X = data_train.drop(['Survived'], axis=1).values
y = data_train['Survived'].values

X_train, X_test, y_train, y_test = train_test_split(X, y, train_size=0.6, random_state=123)

#print(data.shape)
#print(data_train.shape)
#print(data_test.shape)

#print(X_train.shape)
#print(X_test.shape)
#print(y_train.shape)
#print(y_test.shape)

In [5]:
# 4/8: Perform regularization
# Not necessary

In [6]:
# 5/8: Construct ML model to the training set and explain why the algorithm should be used

model_RF = RandomForestClassifier(n_estimators=20, criterion="gini").fit(X_train, y_train)

Since the Random Forest method combines the results of building multiple decision trees by merging them together, it is able to achieve more accurate predictions. This is why the Random Forest method is a good choice among the Supervised Machine Learning methods.

In [7]:
# 6/8: Apply ML model to predict the output from the testing set

y_pred_RF = model_RF.predict(X_test)

In [8]:
# 7/8: Evaluate the output using a method from "Chapter 4"

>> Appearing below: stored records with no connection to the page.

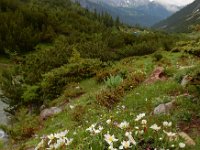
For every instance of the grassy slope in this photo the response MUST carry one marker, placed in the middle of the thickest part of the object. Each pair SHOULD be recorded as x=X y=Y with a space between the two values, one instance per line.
x=141 y=99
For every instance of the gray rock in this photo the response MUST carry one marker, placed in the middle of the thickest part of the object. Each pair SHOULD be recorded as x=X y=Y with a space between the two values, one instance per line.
x=186 y=79
x=187 y=138
x=48 y=112
x=164 y=108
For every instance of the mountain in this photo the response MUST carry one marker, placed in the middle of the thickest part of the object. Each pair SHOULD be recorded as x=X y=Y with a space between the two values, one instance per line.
x=143 y=12
x=182 y=20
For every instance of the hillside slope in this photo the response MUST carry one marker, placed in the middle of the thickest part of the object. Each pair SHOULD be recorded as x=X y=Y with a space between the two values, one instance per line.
x=182 y=20
x=145 y=14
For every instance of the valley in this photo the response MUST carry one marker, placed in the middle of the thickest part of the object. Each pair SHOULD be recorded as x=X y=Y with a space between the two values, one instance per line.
x=78 y=79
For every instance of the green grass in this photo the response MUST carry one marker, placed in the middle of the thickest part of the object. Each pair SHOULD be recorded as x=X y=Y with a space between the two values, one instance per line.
x=143 y=98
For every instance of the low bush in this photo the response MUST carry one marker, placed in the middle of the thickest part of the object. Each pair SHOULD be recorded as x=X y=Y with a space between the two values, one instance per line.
x=53 y=82
x=23 y=125
x=133 y=80
x=113 y=81
x=104 y=73
x=73 y=90
x=78 y=113
x=109 y=98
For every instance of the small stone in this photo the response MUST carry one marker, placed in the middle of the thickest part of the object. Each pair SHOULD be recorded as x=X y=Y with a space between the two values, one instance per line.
x=164 y=108
x=188 y=140
x=46 y=113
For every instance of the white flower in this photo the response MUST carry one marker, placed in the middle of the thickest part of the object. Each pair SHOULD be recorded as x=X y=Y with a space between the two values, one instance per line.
x=110 y=138
x=111 y=147
x=108 y=121
x=123 y=125
x=140 y=116
x=61 y=134
x=144 y=122
x=130 y=137
x=125 y=144
x=167 y=124
x=97 y=131
x=182 y=145
x=155 y=127
x=51 y=137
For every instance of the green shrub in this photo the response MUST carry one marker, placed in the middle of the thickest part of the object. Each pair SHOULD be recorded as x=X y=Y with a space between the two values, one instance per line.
x=30 y=93
x=103 y=74
x=132 y=81
x=73 y=90
x=109 y=98
x=78 y=113
x=23 y=125
x=113 y=81
x=157 y=56
x=54 y=81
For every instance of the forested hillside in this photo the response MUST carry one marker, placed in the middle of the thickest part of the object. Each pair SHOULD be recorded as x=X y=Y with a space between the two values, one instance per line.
x=69 y=68
x=184 y=20
x=144 y=15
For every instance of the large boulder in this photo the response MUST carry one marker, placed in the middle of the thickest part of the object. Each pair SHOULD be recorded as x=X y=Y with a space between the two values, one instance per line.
x=48 y=112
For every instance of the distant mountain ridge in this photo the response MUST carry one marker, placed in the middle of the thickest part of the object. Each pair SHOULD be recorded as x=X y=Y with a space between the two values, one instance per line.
x=143 y=12
x=182 y=20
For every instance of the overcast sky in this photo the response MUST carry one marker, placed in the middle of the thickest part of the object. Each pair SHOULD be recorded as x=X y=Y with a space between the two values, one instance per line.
x=176 y=2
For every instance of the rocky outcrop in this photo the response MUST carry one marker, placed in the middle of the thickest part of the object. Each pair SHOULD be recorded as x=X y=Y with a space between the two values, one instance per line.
x=48 y=112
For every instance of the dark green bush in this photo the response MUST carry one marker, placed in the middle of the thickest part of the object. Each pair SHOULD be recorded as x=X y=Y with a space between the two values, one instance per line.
x=132 y=81
x=24 y=125
x=109 y=98
x=54 y=81
x=102 y=74
x=73 y=90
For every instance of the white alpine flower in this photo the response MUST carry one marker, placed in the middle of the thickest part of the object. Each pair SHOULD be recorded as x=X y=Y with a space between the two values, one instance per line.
x=123 y=125
x=51 y=137
x=140 y=116
x=155 y=127
x=125 y=145
x=130 y=138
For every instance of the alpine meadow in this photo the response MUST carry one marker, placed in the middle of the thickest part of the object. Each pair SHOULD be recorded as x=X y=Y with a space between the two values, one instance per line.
x=98 y=75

metrics.accuracy_score(y_test, y_pred_RF)

0.6395348837209303

##### 8/8: Assess whether the ML model is good or bad

   This implementation of the Random Forest method does not perform very well, as seen by the above "accuracy score". This is likely due to the smaller training set (due to initial restrictions, the filtering due to missing data, and user-determined exclusion of some data columns). The accuracy of this model could likely be improved by incorporating more data with more variety. However, this would likely require more upfront processing of the data so that the data columns were interpretable by the model.